The Reactionary Utopian
                    March 23, 2007


I REMEMBER SANDY
by Joe Sobran

            "Every harlot was a virgin once."
                             -- William Blake

     Today I'll be discussing what is called "sex," 
drawing on my own personal experience, so I hope the 
reader will put up with some frank language. Chiefly I've 
learned that a woman doesn't have to be "sexy." She just 
has to be female.

     It started back in Michigan with my first 
girlfriend, Sandy, when I was about 14. No, not "about" 
14. Fourteen exactly. It's not as if I can't remember. 
How could I ever forget?

     Sandy was not your homecoming queen type. Far from 
glamorous, she was a shy, some would say mousy girl, but 
very sweet, with a soft voice you could hardly hear. Her 
ears protruded somewhat, but I thought they were cute. I 
was probably the first boy who had ever walked her home 
from school. If she didn't have much to spend on clothes, 
I never noticed or gave a darn. Maybe she wasn't a 
knockout, but she was a lot more feminine than most of 
the girls who were. I couldn't have been happier if she'd 
been Audrey Hepburn. In fact she was better. I didn't 
have to worry that Sandy might ditch me for some rich, 
suave Cary Grant.

     She was a pretty typical girl of the time, the 
Fifties, who I guess had played with dolls and dreamed of 
getting married and having babies some day, just as I had 
dreamed of making Little League and, eventually, the New 
York Yankees. She was about as far from being a vamp as I 
was from being a wolf. We were both skinny kids. Somehow 
we wound up holding hands. Necking? Petting? Are you 
kidding? If you wanted that stuff, you waited until you 
grew up and went to the painted women of the big cities 
out East.

     It was the age of Elvis, but I didn't dance, so we 
mostly stayed home and listened to Pat Boone's version of 
"Tutti-Frutti," or maybe Nat "King" Cole singing "Walkin' 
My Baby Back Home." A couple of real Fifties swingers, 
Sandy and I. That was before "baby" was pronounced 
"bye-buh." Not that I'd ever call Sandy "baby"; I let Pat 
and Nat say it for me. I think she knew what I meant.

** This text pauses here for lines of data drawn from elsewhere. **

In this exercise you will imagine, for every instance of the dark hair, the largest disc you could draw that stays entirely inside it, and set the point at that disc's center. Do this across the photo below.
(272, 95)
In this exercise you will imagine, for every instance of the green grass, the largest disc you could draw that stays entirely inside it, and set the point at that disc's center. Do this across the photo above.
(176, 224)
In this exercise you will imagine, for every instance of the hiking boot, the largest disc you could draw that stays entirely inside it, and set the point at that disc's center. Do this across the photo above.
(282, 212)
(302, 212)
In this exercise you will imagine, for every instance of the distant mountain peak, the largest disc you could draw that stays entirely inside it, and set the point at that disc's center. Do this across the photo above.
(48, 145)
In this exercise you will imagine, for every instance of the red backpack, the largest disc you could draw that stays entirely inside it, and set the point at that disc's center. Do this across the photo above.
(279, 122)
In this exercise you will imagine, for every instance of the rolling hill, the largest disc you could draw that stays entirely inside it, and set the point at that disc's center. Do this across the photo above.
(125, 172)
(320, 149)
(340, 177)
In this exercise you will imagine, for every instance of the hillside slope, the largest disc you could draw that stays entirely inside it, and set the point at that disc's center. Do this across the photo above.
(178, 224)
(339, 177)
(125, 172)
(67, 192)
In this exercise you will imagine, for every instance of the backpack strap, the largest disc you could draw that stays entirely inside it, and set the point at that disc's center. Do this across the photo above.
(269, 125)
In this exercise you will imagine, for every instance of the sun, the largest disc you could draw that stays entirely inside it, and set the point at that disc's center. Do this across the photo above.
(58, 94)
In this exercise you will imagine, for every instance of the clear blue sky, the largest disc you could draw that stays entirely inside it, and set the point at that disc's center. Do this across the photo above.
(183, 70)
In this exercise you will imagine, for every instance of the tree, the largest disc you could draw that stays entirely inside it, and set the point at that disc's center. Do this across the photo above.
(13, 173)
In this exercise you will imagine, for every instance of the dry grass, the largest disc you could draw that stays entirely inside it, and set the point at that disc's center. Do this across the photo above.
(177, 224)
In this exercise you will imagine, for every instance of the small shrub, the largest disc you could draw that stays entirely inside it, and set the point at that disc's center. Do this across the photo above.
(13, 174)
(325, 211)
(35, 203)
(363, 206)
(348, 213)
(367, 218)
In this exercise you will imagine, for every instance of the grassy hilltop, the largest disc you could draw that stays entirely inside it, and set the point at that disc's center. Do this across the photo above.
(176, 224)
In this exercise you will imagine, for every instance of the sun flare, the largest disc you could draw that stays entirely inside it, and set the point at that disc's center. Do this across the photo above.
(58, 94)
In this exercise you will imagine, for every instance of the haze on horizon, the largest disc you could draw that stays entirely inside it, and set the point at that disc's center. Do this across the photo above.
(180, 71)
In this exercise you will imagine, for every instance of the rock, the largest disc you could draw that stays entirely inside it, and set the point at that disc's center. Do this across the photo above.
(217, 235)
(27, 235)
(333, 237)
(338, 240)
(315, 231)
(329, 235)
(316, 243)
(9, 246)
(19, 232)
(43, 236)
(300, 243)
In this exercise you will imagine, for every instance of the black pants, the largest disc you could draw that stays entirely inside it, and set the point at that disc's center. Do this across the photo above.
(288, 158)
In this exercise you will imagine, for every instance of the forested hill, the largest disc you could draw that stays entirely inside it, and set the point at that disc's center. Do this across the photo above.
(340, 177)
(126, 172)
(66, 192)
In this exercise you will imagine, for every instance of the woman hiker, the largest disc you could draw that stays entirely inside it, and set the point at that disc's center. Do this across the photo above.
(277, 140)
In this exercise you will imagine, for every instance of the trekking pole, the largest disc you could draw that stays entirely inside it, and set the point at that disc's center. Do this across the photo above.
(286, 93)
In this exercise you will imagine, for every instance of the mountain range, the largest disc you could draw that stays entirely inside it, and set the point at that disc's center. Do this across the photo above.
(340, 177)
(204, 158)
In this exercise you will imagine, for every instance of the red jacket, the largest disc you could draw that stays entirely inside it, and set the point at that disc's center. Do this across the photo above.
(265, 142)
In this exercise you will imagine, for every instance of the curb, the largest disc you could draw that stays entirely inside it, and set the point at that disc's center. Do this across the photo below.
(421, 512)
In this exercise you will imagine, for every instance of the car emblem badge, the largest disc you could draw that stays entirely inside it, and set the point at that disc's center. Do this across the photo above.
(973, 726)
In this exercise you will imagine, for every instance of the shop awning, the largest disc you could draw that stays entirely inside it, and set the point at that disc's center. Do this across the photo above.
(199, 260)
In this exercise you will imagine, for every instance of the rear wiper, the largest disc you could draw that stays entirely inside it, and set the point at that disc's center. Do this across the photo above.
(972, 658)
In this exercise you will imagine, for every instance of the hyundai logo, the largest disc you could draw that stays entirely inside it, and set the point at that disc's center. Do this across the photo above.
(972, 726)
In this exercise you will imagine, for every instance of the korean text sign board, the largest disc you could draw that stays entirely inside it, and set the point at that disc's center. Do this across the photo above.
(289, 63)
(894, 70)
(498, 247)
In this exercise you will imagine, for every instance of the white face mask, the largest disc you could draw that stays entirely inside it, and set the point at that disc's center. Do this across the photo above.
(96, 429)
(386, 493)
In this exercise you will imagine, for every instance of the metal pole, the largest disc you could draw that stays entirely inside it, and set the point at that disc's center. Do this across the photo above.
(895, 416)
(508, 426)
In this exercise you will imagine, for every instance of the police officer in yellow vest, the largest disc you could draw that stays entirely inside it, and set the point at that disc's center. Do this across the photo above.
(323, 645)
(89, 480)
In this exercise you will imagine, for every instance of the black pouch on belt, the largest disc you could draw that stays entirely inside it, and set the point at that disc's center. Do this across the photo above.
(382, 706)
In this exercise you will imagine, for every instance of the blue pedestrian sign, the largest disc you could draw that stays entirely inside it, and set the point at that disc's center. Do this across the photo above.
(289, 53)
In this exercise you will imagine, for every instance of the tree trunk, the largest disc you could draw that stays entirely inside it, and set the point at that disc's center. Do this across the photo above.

     Sandy's family was so poor that she could only 
afford one falsie; not that she told me this in so many 
words, but she had a bratty little brother it was hard to 
keep secrets from. Falsies were what the Fifties had 
instead of implants. I tried to assure her that her 
goiter was barely noticeable. She tried to cover it up 
with makeup, if Clearasil counts as makeup. (Tip to guys: 
Later in life I found the line "Goiter? What goiter?" 
useful with the fair sex. It puts them at ease 
immediately. Elementary savoir-faire.)

     Sandy and I never got around to discussing marriage. 
Or even going steady. I wasn't ready to settle down. 
Besides, I was already settled down, essentially. I was 
born settled down. And our chief ambition wasn't to set 
the world on fire. It was just to be normal. That was 
hard enough when that brother of hers kept taunting, 
"Sandy's got a boyfriend! Sandy's got a boyfriend!" (Tip 
to the girls: If you wish to project the image of an 
exotic woman of mystery, lose the kid brother.)

     Sure, I knew the facts of life (by then I was well 
into puberty), but you didn't mention them around nice 
girls. Remember nice girls? They had to learn the facts 
of life by marrying guys who already knew them, I 
figured. We didn't talk about "family values." You just 
behaved yourself -- or else.

     One fact of life your parents never told you about 
was what was then called impotence (when people mentioned 
it at all), now known as ED. Not that I'd have believed 
it anyway. In fact if my elders had told me about it I'd 
never have believed another doggoned word they said. The 
very idea would have seemed inherently improbable. And a 
teenage boy could use a little ED now and then. The least 
of our problems. We prayed for it. And now they want to 
"cure" it?

     In her unassuming way, Sandy taught me all I really 
needed to know about women. Even later, when I 
(inadvertently) encountered those painted women out East, 
I found I couldn't go too far wrong as long as I 
remembered that each of them had once been a Sandy.